Ve yaşanamamış bir çocukluk, okul yıllarının başlamasıyla birlikte, hafızaya kazınmış son derece trajik hatıralarla birlikte geride kalıyor. Bir kadının hayatının her döneminden bu travmanın acısı nasıl çıkıyor, bir yaşam boyu görüyoruz Şasa’da. Elbette, Batılı bir çocuk yetiştirmeye çalışan her aile gibi Ayşe Hanım’ın ailesi de mürebbiye denetiminin ardından kızlarını dönemin gözde okullarından olan Amerikan Kız Koleji’ne kayıt ettiriyorlar.

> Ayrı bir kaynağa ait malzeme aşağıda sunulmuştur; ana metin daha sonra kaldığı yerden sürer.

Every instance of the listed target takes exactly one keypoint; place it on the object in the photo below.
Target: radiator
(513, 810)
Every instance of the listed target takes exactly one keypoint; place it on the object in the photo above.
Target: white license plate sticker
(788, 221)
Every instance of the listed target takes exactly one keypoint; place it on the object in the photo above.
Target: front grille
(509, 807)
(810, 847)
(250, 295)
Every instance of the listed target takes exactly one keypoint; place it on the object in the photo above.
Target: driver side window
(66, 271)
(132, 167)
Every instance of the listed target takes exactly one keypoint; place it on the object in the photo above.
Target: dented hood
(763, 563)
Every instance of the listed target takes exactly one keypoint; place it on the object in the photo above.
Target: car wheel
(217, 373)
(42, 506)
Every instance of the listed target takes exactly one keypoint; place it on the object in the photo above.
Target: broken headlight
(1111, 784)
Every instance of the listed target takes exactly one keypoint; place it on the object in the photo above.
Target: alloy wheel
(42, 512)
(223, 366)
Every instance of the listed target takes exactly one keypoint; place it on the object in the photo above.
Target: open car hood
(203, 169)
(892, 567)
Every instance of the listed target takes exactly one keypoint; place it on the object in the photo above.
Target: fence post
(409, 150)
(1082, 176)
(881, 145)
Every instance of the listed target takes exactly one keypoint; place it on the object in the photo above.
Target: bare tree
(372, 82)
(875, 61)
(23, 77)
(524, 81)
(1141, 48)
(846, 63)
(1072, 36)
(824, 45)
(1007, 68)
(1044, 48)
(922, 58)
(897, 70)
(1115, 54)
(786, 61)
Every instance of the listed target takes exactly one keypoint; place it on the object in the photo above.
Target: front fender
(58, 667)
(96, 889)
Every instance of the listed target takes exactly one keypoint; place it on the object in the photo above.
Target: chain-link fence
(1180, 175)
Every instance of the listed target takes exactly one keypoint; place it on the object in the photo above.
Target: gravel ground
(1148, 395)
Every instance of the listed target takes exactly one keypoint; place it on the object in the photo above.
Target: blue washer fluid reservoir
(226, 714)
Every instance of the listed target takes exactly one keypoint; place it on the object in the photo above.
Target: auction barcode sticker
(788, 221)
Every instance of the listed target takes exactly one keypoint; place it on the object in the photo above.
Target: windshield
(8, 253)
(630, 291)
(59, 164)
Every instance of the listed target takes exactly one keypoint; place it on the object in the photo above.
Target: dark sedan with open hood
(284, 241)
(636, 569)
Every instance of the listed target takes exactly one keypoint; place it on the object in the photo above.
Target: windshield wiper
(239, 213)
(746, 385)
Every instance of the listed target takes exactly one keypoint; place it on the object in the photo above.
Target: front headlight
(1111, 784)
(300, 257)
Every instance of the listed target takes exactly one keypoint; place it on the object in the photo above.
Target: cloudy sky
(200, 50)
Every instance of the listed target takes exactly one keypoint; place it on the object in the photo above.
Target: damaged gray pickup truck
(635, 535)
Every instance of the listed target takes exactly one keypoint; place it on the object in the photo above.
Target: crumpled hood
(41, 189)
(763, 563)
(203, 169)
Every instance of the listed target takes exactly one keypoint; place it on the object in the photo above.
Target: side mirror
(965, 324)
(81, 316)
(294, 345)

Çocukluğunun asosyal, içe kapanık ve başarısız günlerinin aksine, okul yılları başarıyla, popülerlik içinde seyrediyor. İyileştiğini sanıyor bir dönem Şasa, dersleri, arkadaşlıkları derken düşünmeye çok da fırsatı olmuyor taşıdığı, ruhuna gedik açmış yaraları. Ancak, okuduğu okul da onun aklında asıl soruya, varoluşsal sorulara cevap olmuyor ve yine ontolojik birtakım sorunsallar başgösteriyor. "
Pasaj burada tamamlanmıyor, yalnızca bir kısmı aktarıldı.